London is a graveyard. Once-packed streets are deserted. Shops empty. An eerie silence reigns. And, no, there's not a tube strike. There's a zombie invasion.
Well, technically the monsters of Danny Boyle's bloody horror don't qualify as zombies. As pedants are sure to point out, they are not the living dead but 'the infected' - poor unfortunates who have caught a deadly virus which turns them into slathering beasts intent on killing anything in sight. Do they remind you of anything? Oh yes - zombies, that's it.
But contrary to horror movie tradition, these beasts are fast. Let's face it, movie heroes don't find sidestepping one shuffling, decomposing automaton all that difficult - it's the relentless crush of a mass of the blighters that gets 'em in the end. The creatures in "28 Days Later", though, are rage-fuelled humans with unusual strength and speed.
It's not an original idea - George A Romero's "The Crazies" tweaked the formula back in 1973 - but in the hands of "Trainspotting" director Boyle, it's the basis for a stylish and occasionally very scary movie.

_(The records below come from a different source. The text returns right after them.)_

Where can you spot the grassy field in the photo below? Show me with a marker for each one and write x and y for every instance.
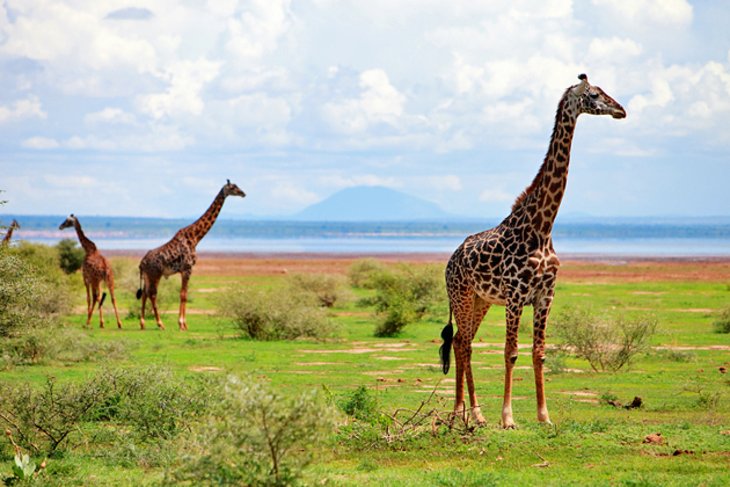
(684, 392)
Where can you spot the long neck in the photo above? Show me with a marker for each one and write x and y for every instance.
(86, 244)
(542, 199)
(198, 229)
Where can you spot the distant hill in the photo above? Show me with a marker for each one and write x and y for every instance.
(372, 203)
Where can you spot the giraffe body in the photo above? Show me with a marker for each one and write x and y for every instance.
(514, 264)
(14, 225)
(95, 271)
(178, 257)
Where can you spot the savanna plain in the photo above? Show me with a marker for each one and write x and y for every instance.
(214, 406)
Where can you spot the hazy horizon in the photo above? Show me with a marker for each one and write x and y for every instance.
(114, 109)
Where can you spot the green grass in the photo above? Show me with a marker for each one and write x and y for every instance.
(590, 442)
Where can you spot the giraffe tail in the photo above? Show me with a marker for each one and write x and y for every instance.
(447, 334)
(139, 291)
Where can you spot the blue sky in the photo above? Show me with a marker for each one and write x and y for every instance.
(145, 108)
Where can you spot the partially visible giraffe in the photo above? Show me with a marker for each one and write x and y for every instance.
(95, 269)
(178, 255)
(514, 264)
(9, 234)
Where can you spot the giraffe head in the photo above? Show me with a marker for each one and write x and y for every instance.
(593, 100)
(69, 222)
(231, 189)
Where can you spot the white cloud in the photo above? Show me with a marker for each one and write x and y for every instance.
(110, 115)
(22, 109)
(183, 96)
(663, 12)
(40, 143)
(378, 102)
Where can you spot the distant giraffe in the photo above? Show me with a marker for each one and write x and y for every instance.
(9, 234)
(178, 255)
(95, 269)
(514, 264)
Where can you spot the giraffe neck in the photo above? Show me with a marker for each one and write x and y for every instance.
(198, 229)
(86, 244)
(541, 201)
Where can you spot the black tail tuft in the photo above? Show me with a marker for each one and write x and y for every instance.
(447, 334)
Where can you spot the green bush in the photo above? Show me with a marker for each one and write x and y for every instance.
(607, 344)
(722, 323)
(327, 289)
(43, 346)
(70, 255)
(254, 437)
(276, 314)
(360, 404)
(404, 295)
(30, 295)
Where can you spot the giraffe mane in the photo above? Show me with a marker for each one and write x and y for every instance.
(538, 177)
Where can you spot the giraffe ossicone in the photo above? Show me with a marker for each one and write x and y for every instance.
(514, 264)
(178, 256)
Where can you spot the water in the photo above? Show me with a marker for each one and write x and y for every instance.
(641, 239)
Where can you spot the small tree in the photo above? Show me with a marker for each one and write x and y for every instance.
(607, 344)
(256, 437)
(403, 296)
(70, 255)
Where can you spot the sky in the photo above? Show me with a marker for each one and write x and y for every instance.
(138, 108)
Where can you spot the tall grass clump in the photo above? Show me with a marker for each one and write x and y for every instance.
(255, 436)
(276, 314)
(33, 290)
(326, 288)
(607, 344)
(403, 295)
(722, 322)
(362, 273)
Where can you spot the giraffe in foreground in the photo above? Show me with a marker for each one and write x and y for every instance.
(178, 255)
(514, 264)
(9, 234)
(95, 269)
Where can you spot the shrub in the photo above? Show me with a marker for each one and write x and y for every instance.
(70, 255)
(606, 344)
(255, 437)
(28, 297)
(363, 271)
(276, 314)
(360, 404)
(41, 346)
(722, 323)
(327, 289)
(404, 295)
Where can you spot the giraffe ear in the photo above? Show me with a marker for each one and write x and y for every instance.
(581, 87)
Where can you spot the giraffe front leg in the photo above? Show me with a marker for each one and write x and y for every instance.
(183, 302)
(510, 357)
(542, 311)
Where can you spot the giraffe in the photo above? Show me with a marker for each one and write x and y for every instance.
(514, 264)
(95, 269)
(178, 255)
(9, 234)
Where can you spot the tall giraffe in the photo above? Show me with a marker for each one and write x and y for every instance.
(9, 234)
(95, 269)
(178, 255)
(514, 264)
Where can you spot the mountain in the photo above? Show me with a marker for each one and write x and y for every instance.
(372, 203)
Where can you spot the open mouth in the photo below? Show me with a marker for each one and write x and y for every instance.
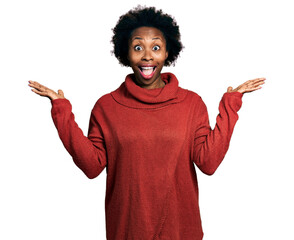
(147, 72)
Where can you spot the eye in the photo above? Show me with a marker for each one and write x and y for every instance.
(156, 48)
(137, 48)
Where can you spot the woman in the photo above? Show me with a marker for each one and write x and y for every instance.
(148, 133)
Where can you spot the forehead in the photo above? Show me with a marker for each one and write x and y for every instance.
(147, 33)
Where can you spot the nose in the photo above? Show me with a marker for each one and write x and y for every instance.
(147, 55)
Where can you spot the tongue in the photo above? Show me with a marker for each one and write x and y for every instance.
(147, 72)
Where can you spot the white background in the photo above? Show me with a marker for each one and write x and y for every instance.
(66, 45)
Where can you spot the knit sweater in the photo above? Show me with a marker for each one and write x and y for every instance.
(149, 141)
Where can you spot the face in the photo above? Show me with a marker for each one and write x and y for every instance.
(147, 55)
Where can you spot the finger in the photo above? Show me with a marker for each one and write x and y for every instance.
(38, 86)
(252, 89)
(39, 92)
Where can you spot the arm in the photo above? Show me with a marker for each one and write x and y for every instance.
(210, 146)
(88, 153)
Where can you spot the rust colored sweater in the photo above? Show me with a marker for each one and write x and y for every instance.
(149, 140)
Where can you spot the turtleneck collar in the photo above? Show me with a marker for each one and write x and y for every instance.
(131, 95)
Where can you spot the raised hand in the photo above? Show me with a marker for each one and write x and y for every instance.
(249, 86)
(44, 91)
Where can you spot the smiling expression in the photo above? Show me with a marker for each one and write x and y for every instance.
(147, 55)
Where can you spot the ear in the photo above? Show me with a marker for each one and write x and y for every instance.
(166, 55)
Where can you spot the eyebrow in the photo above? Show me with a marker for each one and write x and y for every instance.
(142, 38)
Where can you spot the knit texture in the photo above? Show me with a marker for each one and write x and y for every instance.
(149, 140)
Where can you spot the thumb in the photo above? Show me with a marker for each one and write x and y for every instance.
(60, 92)
(230, 89)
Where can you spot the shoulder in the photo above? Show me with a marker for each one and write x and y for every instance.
(102, 102)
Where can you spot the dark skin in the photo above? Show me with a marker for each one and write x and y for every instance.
(147, 48)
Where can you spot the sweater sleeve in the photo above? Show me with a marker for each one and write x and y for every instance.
(210, 146)
(88, 153)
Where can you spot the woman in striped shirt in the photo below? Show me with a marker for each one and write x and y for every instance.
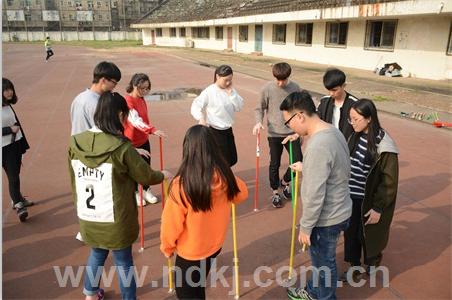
(373, 188)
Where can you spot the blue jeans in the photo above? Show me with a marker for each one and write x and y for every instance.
(124, 265)
(323, 282)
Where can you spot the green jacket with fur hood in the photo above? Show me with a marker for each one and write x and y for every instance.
(104, 170)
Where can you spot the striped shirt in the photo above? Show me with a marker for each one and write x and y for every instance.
(359, 169)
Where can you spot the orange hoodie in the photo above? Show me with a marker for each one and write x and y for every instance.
(197, 235)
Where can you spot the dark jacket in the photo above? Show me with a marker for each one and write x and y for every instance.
(23, 143)
(380, 194)
(325, 112)
(104, 170)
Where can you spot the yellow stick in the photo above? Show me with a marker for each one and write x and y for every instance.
(236, 259)
(294, 223)
(170, 277)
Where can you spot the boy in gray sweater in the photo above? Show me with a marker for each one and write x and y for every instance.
(271, 96)
(326, 202)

The script, from "The Beach" novelist Alex Garland, is far from special, throwing a ragtag bunch of survivors on a road trip to reach safety at Christopher Eccleston's military base. The dialogue's clunky, the scenario's derivative. But, despite Boyle's decision to shoot on digital video (an ugly medium), the zippy, brutal action sequences are gripping, the violence sometimes shocking.
If you're a zombie aficionado it may all prove too familiar, but casual punters should prepare for jumps. You'll be scared to (living) death.